Download Client Alert: Latest HIPAA Enforcement Actions
The Office of Civil Rights (OCR) has released information on its latest Health Insurance Portability and Accountability Act (HIPAA) enforcement actions. The government continues to pursue investigations and administrative actions against Covered Entities that do not timely or appropriately respond to patients’ requests for records. According to the OCR, under its HIPAA Right of Access Initiative, there have been 27 enforcement actions relating to a patient’s right of access. Two of the following cases were part of the Initiative.
The following is a summary of the issues in each action pursuant to the OCRs’ press release:
Dr. Donald Brockley, D.D.M., a solo dental practitioner in Butler, Pennsylvania, failed to provide a patient with a copy of their medical record. After being issued a Notice of Proposed Determination, Dr. Brockley requested a hearing before an Administrative Law Judge. The litigation was resolved before the court made a determination by a settlement agreement in which Dr. Brockley agreed to pay $30,000 and take corrective actions to comply with the HIPAA Privacy Rule's right of access standard.
Dr. U. Phillip Igbinadolor, D.M.D. & Associates, P.A. (UPI), a dental practice with offices in Charlotte and Monroe, North Carolina, impermissibly disclosed a patient’s protected health information (PHI) on a webpage in response to a negative online review. UPI did not respond to OCR’s data request, did not respond or object to an administrative subpoena, and waived its rights to a hearing by not contesting the findings in OCR’s Notice of Proposed Determination. OCR imposed a $50,000 civil money penalty.
Jacob and Associates, a psychiatric medical services provider with two office locations in California, agreed to take corrective actions and pay OCR $28,000 to settle potential violations of the HIPAA Privacy Rule, including provisions of the right of access standard. Northcutt Dental-Fairhope, LLC (Northcutt Dental), a dental practice in Fairhope, Alabama that impermissibly disclosed its patients’ PHI to a campaign manager and a third-party marketing company hired to help with a state senate election campaign, agreed to take corrective action and pay $62,500 to settle potential violations of the HIPAA Privacy Rule.

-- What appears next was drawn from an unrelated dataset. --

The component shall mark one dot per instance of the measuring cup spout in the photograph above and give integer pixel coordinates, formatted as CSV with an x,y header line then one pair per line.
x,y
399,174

The government will continue to investigate complaints by patients regarding HIPAA. Covered Entities and Business Associates need to review their HIPAA policies and practices. Additionally, the following actions are recommended: (a) appoint a Privacy Officer in writing; (b) review your HIPPA policies at least every two years; (c) review HIPAA staff education and compliance with education requirements; (d) assess the level of compliance with HIPAA policies; (e) ensure that you have business associate agreements where required; and (f) conduct a HIPAA risk assessment. These are the minimum items that may be reviewed during any investigation by the OCR. OCR has conducted a number of reviews and is aware that many entities are not fully meeting these standards. You do not want to be the entity that is an easy target. Finally, ensure that the above items are documented and easily accessible if you are investigated.